14

I tried all methods I heard of for setting environment variables on OS X 10.8 but none of them seems to work.

To test, run a bash script from inside a gui application like Eclipse or IntelliJ IDEA.

#!/bin/bash
set|grep PATH

Things I tested and that are not working even after reboot:

  • /etc/paths and /etc/paths.d/something
  • /etc/launchd.conf
  • ~/.bash_profile
  • ~/.MacOSX/environment.plist (binary plist made as recommended)
  • running launchctl setenv PATH $PATH from the command line, this was supposed to update the PATH for GUI apps, at least for current session. Guess what, no change.

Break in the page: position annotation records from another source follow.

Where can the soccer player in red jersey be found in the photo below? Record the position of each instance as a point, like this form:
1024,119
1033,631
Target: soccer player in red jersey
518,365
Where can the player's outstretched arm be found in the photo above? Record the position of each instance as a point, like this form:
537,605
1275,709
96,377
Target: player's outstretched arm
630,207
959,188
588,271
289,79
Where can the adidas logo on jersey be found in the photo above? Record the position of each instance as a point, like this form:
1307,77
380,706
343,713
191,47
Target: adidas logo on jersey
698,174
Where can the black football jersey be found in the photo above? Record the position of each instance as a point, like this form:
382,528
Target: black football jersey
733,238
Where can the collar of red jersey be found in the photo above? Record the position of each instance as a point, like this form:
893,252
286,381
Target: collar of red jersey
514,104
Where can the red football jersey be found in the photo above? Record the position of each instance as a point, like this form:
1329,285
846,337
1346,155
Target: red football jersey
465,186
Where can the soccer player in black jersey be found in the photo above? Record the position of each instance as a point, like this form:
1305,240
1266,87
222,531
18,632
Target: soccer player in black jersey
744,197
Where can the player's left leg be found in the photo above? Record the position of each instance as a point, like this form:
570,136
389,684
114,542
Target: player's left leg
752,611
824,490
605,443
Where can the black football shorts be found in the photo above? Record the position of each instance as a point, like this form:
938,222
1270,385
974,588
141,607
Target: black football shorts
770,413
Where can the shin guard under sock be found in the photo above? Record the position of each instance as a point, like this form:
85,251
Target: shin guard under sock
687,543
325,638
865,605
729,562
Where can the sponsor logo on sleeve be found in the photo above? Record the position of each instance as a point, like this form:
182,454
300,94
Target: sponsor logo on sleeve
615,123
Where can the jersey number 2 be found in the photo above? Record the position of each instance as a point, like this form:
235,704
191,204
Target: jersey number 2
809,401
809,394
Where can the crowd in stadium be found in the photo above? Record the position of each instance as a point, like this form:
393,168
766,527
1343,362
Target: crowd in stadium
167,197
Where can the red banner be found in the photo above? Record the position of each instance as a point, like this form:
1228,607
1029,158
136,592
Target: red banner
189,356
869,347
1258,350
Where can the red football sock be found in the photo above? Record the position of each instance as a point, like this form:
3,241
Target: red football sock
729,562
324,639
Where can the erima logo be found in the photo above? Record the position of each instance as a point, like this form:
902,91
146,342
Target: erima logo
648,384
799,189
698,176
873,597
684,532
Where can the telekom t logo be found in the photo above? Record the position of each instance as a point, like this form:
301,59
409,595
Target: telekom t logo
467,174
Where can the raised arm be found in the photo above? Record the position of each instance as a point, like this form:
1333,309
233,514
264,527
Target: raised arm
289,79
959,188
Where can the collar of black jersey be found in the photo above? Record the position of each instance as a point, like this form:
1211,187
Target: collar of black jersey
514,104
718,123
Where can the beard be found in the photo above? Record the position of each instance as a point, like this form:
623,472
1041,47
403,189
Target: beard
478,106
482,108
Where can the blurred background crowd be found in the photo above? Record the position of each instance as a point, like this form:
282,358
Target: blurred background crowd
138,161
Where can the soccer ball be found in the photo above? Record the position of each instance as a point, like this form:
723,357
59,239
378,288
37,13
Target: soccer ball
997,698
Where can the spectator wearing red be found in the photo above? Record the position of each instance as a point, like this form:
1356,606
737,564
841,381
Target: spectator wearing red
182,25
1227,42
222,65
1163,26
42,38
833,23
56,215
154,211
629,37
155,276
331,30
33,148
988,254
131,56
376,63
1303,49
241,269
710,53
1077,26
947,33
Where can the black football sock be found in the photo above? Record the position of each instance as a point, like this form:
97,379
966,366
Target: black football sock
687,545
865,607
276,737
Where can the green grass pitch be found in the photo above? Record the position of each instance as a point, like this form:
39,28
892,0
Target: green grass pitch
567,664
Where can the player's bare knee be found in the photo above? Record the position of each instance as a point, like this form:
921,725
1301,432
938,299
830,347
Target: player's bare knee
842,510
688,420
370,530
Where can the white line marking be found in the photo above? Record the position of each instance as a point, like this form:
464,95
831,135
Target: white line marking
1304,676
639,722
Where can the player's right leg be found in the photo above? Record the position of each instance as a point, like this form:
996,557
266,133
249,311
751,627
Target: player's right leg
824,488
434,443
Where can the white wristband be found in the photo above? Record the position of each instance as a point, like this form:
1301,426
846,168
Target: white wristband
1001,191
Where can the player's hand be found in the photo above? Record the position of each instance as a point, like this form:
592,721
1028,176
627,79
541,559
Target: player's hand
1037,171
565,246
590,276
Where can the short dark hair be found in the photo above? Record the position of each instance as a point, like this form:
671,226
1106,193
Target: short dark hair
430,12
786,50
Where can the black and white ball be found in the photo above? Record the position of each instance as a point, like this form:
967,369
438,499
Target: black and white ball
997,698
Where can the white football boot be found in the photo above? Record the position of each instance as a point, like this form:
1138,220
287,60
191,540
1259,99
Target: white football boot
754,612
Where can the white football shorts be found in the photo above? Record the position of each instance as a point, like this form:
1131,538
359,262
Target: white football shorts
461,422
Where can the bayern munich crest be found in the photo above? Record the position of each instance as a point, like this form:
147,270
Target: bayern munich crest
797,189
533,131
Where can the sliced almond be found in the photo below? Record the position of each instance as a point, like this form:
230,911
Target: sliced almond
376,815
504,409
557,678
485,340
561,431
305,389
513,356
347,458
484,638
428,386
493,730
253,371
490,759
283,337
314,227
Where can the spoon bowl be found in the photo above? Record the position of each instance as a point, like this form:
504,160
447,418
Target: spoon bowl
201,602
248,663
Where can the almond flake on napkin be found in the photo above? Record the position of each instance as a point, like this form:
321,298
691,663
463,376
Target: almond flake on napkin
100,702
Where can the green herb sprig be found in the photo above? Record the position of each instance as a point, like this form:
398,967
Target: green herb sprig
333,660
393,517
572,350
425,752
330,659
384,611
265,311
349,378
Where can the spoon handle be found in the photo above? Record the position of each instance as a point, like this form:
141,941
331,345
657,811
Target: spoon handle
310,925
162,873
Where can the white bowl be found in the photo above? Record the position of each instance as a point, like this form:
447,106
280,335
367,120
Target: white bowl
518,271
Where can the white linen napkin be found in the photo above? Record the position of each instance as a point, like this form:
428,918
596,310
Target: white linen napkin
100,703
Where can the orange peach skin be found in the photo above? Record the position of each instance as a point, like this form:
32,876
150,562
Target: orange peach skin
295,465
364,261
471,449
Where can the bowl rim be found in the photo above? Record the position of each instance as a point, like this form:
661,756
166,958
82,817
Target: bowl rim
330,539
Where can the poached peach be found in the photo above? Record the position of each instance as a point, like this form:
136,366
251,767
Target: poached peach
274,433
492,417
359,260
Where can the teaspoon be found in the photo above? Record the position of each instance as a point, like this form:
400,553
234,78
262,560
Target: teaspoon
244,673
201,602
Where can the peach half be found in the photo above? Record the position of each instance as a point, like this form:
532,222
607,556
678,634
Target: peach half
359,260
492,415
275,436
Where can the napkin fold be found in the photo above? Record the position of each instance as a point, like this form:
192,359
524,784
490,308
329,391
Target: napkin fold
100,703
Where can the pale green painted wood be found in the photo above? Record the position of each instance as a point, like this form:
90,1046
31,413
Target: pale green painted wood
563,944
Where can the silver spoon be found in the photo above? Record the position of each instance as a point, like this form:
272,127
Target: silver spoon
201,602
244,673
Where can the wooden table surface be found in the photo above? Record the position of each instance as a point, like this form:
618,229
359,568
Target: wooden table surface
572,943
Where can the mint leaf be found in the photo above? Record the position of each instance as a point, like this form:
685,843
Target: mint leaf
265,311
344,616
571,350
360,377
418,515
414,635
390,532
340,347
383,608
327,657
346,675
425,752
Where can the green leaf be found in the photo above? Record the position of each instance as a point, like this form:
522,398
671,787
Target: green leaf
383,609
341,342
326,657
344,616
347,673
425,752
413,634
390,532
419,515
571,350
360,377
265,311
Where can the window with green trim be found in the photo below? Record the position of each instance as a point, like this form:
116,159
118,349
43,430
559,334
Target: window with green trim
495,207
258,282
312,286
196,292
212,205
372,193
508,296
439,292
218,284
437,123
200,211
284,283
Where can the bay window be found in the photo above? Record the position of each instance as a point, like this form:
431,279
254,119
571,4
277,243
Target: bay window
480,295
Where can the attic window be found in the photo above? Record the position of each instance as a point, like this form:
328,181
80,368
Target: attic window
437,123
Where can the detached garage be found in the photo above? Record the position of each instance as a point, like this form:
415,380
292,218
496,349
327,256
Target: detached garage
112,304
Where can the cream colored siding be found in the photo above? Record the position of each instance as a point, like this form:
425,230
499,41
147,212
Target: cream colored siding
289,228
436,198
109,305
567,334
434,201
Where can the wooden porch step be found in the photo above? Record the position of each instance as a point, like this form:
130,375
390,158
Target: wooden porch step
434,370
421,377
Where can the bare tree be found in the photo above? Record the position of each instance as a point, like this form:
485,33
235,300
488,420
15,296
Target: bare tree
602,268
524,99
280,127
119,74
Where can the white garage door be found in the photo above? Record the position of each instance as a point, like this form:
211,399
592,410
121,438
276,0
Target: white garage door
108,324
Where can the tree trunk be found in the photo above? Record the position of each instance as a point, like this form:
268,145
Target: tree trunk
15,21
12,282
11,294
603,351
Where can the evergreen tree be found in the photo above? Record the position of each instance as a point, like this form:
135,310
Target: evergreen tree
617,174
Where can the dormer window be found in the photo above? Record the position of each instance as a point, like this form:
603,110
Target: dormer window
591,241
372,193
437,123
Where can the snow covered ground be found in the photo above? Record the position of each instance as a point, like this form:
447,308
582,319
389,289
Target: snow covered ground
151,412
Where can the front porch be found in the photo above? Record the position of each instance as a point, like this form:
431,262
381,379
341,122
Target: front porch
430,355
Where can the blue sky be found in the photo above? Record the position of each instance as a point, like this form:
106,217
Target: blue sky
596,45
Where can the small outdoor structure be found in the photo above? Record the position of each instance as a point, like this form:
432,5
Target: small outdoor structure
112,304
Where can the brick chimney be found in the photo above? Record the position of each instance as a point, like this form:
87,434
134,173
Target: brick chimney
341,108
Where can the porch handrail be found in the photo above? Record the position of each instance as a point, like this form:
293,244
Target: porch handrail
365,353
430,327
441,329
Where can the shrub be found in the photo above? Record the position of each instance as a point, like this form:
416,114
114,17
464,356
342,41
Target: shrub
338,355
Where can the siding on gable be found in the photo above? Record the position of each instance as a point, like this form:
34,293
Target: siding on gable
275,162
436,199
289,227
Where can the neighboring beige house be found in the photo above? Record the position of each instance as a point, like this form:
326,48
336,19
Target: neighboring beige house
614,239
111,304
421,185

It seems that PATH is always PATH=/usr/bin:/bin:/usr/sbin:/sbin for GUI apps.

4
  • Are you OK with a solution that sets the bash path or do you really need to change launchd's value of the base path for all processes?
    – bmike
    Commented Sep 11, 2012 at 15:29
  • I need to change the PATH used by GUI apps, for terminal/bash/... I already have a big set of working solutions.
    – sorin
    Commented Sep 11, 2012 at 15:32
  • I don't know why eclipse and others don't just support runtime environment variables so every java developer on Mac doesn't need to worry about setting the path or sourcing in their desired variables in each project.
    – bmike
    Commented Oct 1, 2012 at 18:34
  • answer see here: apple.stackexchange.com/questions/51677/…
    – Flori
    Commented Jan 24, 2013 at 12:39

4 Answers 4

8

With Mountain Lion /etc/launchd.conf is where you should set the GUI applications Path. Remember it's not a script file; it only supports launchctl commands so you should write something like:

setenv PATH /new/path:/usr/bin:/bin:/usr/sbin:/sbin

Note also that it doesn't support shell environment variable substitutions (like $PATH) so you'll have to set every path that you want to include. It's a good idea to keep the original paths that you've mentioned (/usr/bin:/bin:/usr/sbin:/sbin).

You'll have to reboot after changing (or creating) the file for the changes to take effect.

4
  • This worked for me in 10.8.2 for setting a PATH which was usable with Keyboard Maestro.
    – TJ Luoma
    Commented Dec 19, 2012 at 6:12
  • The man page says that you can use $HOME/.launchd.conf but that did not work for me. Using /etc/launchd.conf did. I'm on 10.8.4
    – pedz
    Commented Aug 29, 2013 at 0:00
  • It doesn't work for me : -bash: setenv: command not found
    – Colas
    Commented Oct 9, 2013 at 12:15
  • If anyone was confused like Colas, setenv is a launchctl command, so you use it like launchctl setenv.
    – Jon Shier
    Commented May 14, 2014 at 19:31
4

It works if you call the GUI app from Terminal:

PATH=/this/is/kind/of/crazy:/usr/bin:/bin:/usr/sbin:/sbin:/usr/local/bin /Applications/Automator.app/Contents/MacOS/Automator 

enter image description here

Not really nice or comfortable but it does the job if needed.

2
  • Shortly NO WAY. I am not willing to do this, it will work only sometimes. The app can also be started when you click on a file.
    – sorin
    Commented Sep 12, 2012 at 10:37
  • 3
    As I said it's not really nice but may work until Apple fixes the issue (because it should be possible with launchctl).
    – nohillside
    Commented Sep 12, 2012 at 10:49
3

I cooked up another solution, inspired by patrix one here, that hopefully is a little less painful. Open Automator, select an application as target, and choose Execute Shell script (or whatever it is called, in German it is "Shell-Skript ausführen" as can be seen above) as action. In the script, just type

launchctl setenv FOO1 bar1
[...]
launchctl setenv FOOn barn
open -a YourApplicationHere

Then save the whole thing wherever you want, and if you need to run YourApplicationHere, open the created "automator application" instead.

I tested this with Terminal as YourApplicationHere, and saw with launchctl export that FOO was indeed set to bar. I hope it works for others as well.

Finally, if you use this solution for your environment variables, instead of typing the launchctl stuff in the shell script, you may just call /Users/Shared/conflaunchd.sh (which you have to make up first, together with the file describing the variables).

-1

Supposedly, launchctl provides PATH to GUI Apps. To set the path to that of shell path, add the following to your shell rc file after setting your path:

launchctl setenv PATH $PATH
3
  • 1
    Unfortunately this doesn't work :-(
    – nohillside
    Commented Sep 11, 2012 at 21:45
  • apple.stackexchange.com/questions/51677/… Commented Sep 11, 2012 at 21:58
  • We allow answers that make a good faith effort to address the question. We even allow wrong answers and let the voting speak for correctness. Commenting without making it personal is the best way to poke a hole in a faulty argument rather than discouraging attempts to answer.